Muss ich nach Feierabend noch E-Mails vom Chef beantworten?

Grundsätzlich müssen Arbeitnehmer am Feierabend oder nach einem 10-stündigen Arbeitstag keine E-Mails von Kunden oder vom Chef beantworten. Das Arbeitszeitgesetzt sieht zum Schutz der Arbeitnehmer einen Acht-Stunden-Tag und eine Ruhezeit von elf Stunden vor. Die Arbeitszeit kann auf zehn Stunden pro Tag erhöht werden, wenn hierfür ein Ausgleich geschaffen wird. Bei einer Fünf-Tage-Woche erfolgt der Ausgleich in der Regel am Samstag, der nach dem Arbeitszeitgesetz als Werktag gilt. Wer kurz vor Feierabend noch einen Arbeitsauftrag vom Chef bekommt, mit dem Hinweis, dass der bitte unbedingt noch erledigt werden muss, muss diese Anweisung befolgen, solange die zehn Stunden an Arbeitzeit noch nicht ausgeschöpft wurden. Nach zehn Stunden muss jedoch in der Regel nicht mehr gearbeitet werden, es sei denn, es handelt sich um einen Notfall oder es liegt eine entsprechende behördliche Ausnahmegenehmigung vor oder aber auch, wenn es eine entsprechende Regelung im Tarifvertrag gibt. Derartige ausdrückliche Überstunden gehören leider auch zu den arbeitsvertraglichen Verpflichtungen, sie sollten jedoch in Freizeit oder durch Geld abgegolten werden. Die andere Frage ist allerdings: Wie klug ist es, eine solche Bitte auszuschlagen?

Kann ich denn dafür abgemahnt werden, wenn ich während der Arbeitszeit mein Diensthandy oder das E-Mail-Postfach zumindest für einige Zeit ausschalte?

Der Arbeitgeber hat die Wahl über welches Medium er seine Arbeitsanweisungen erteilt – dies muss nicht immer ein persönliches Gespräch sein und wäre wohl auch zeitlich gar nicht möglich. Arbeitnehmer können sich daher während der Arbeitszeit nicht beispielsweise drei Stunden eine Auszeit nehmen, indem sie ihr E-Mail-Postfach oder das Diensthandy ausschalten.

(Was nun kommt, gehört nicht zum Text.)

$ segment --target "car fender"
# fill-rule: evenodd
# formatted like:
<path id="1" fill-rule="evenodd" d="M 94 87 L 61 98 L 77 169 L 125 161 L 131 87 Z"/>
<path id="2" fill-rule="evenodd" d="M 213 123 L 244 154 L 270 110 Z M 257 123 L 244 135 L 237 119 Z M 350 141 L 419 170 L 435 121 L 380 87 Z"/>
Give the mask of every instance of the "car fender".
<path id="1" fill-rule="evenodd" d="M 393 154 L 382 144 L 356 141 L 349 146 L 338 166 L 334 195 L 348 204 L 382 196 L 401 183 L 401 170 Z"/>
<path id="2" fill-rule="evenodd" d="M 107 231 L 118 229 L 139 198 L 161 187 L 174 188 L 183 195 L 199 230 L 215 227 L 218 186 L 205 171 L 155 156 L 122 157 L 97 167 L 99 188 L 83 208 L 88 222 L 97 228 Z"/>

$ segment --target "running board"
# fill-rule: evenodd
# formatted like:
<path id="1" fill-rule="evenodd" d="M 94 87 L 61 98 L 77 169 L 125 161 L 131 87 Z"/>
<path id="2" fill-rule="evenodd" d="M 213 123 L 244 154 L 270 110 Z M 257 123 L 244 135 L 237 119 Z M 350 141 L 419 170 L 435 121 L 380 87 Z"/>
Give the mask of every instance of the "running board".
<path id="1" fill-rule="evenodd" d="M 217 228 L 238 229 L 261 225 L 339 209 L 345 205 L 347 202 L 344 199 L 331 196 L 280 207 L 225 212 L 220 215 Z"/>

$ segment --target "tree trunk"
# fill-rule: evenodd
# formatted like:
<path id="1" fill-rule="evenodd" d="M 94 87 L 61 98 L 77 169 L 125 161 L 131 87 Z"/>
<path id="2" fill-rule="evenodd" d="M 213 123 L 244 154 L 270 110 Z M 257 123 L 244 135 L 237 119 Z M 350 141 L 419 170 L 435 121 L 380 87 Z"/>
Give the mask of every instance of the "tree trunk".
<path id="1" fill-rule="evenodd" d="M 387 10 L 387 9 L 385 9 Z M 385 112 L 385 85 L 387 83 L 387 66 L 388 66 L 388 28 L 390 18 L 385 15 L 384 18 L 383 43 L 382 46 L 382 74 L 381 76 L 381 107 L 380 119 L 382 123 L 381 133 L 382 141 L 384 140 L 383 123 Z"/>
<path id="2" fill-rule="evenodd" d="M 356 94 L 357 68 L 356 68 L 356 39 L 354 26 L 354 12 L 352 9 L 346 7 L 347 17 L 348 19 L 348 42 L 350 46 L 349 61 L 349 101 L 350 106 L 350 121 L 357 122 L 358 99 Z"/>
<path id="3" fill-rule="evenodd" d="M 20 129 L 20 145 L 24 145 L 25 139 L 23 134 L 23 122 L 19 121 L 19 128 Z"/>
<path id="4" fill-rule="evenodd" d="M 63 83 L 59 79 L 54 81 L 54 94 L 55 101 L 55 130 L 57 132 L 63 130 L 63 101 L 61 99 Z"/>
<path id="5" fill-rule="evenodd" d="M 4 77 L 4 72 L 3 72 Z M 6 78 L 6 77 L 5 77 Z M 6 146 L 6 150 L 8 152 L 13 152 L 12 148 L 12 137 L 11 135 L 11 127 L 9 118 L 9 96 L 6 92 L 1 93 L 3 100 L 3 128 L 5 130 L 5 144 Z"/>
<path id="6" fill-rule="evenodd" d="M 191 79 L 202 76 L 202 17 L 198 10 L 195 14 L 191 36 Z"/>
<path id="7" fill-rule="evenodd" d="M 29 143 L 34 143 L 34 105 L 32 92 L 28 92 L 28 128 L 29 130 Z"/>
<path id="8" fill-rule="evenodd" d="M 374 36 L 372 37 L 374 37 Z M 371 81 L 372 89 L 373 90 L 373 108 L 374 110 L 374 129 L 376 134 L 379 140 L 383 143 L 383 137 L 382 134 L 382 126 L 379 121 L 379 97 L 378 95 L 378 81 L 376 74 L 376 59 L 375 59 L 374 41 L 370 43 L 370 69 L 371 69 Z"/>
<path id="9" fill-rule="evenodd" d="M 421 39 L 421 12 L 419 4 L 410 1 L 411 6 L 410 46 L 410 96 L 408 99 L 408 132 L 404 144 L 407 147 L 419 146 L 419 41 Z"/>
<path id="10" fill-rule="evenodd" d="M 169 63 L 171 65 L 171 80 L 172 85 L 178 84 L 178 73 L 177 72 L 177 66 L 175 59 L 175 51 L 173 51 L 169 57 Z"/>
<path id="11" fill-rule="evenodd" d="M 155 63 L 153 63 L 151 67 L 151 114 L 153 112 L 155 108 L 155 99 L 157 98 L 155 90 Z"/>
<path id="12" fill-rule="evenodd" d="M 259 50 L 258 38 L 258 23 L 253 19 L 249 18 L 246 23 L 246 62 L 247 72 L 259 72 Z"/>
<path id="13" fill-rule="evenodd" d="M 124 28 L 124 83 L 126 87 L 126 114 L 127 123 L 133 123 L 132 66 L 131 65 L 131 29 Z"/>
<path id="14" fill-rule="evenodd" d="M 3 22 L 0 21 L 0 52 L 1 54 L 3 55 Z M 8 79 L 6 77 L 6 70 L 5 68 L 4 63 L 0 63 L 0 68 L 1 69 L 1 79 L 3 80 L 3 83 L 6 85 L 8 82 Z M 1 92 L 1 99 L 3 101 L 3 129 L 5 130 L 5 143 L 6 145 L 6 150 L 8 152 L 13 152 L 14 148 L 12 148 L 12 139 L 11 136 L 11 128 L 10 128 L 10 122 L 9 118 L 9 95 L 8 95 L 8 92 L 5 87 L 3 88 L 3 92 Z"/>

Wer sich so verhält, riskiert eine Abmahnung, die im Wiederholungsfall zu einer Kündigung führen kann. Anders jedoch, wenn ich Ruhe brauche, um hoch konzentriert etwas zu bearbeiten. Als Ausrede ist das jedoch nicht geeignet, da der Chef dann das Arbeitsergebnis sehen will.